What a great Torah portion for meat eaters, like me. And a great portion for those who enjoy a l’chaim at kiddush. 

However, this is also a portion which warns us of some of the consequences of drinking to excess and of the importance of eating meat in a moral and ethical way.

In Bereshit, God only permitted Adam and Eve to eat from vegetables and fruit of the trees (Genesis 1:29); in Noach, God permits human beings to eat “every living thing that roams” (Genesis 9:3). This is the portion also where wine from a vineyard is introduced, and Noah certainly indulges.

Meat eaters should not get too indulgent; let us remember that we have plenty of traditions which tell us that in the Messianic era we will go back to being the vegetarians that we were before Noah and the flood. Thinking of having that extra glass of wine? Noah’s experience with wine led to embarrassment and cursing (Genesis 9:18-25)  pointing out the dangers of drinking and losing control. 

Rabbi Asher Lopatin
Rabbi Asher Lopatin

So should we, perhaps, see eating meat and drinking as something that is not approved of in the first instance, but is tolerated if we happen to slip up? Actually, it does not seem to be the attitude our law has toward meat and even wine: “There is no joy without meat and wine” (Tractate Pesachim 109a) — particularly if that is what one enjoys. Even when the Torah talks about how to slaughter meat, it celebrates our desires: “You will say, ‘I want to eat meat’ because you will desire it. [Well then], to your heart’s desire may you eat meat!” (Deuteronomy 12:20). If you prefer to refrain from wine and meat, that is totally fine; but if you enjoy them, the Torah and our tradition are clearly happy for you to do so.

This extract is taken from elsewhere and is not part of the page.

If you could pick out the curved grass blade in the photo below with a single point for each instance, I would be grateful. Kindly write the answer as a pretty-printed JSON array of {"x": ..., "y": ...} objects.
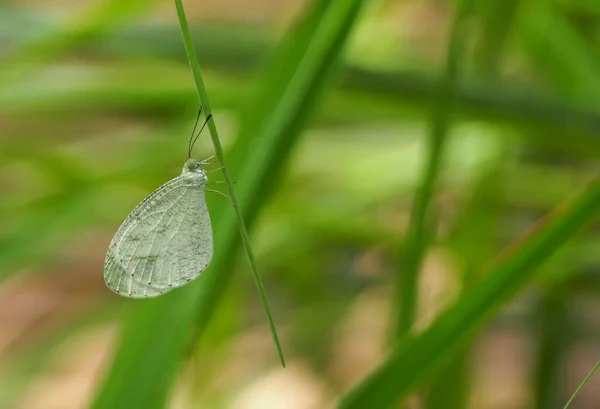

However, the Torah needs us to understand the gravity of taking the life of a living being or drinking something that can cause us harm: Later verses tell Noah: “Eat, and enjoy, but do not eat a limb from an animal still alive” (Genesis 9:4). For Jews, the Torah limits meat even more — “slaughter the [kosher animal] … only as I have commanded … and be careful not to eat the blood …” (Deuteronomy 12:21-25). Eat meat, but with limits, with moderation, with morality. Likewise, drinking can be positive, but only within limits; after that it becomes destructive.

Meat eaters and kiddush lovers like me have to pay attention to both sides of our tradition: respecting our desires and what makes us happy while taking on the Torah’s clear message of responsibility. 

The world is filled with delicacies and delights, but we must enjoy them with utmost respect, moderation and thoughtfulness. 

Let us think before we take our next bite and our next sip and enjoy God’s world responsibly.

Rabbi Asher Lopatin is rabbi of Kehillat Etz Chaim in Huntington Woods and Oak Park and the executive director of the JCRC/AJC.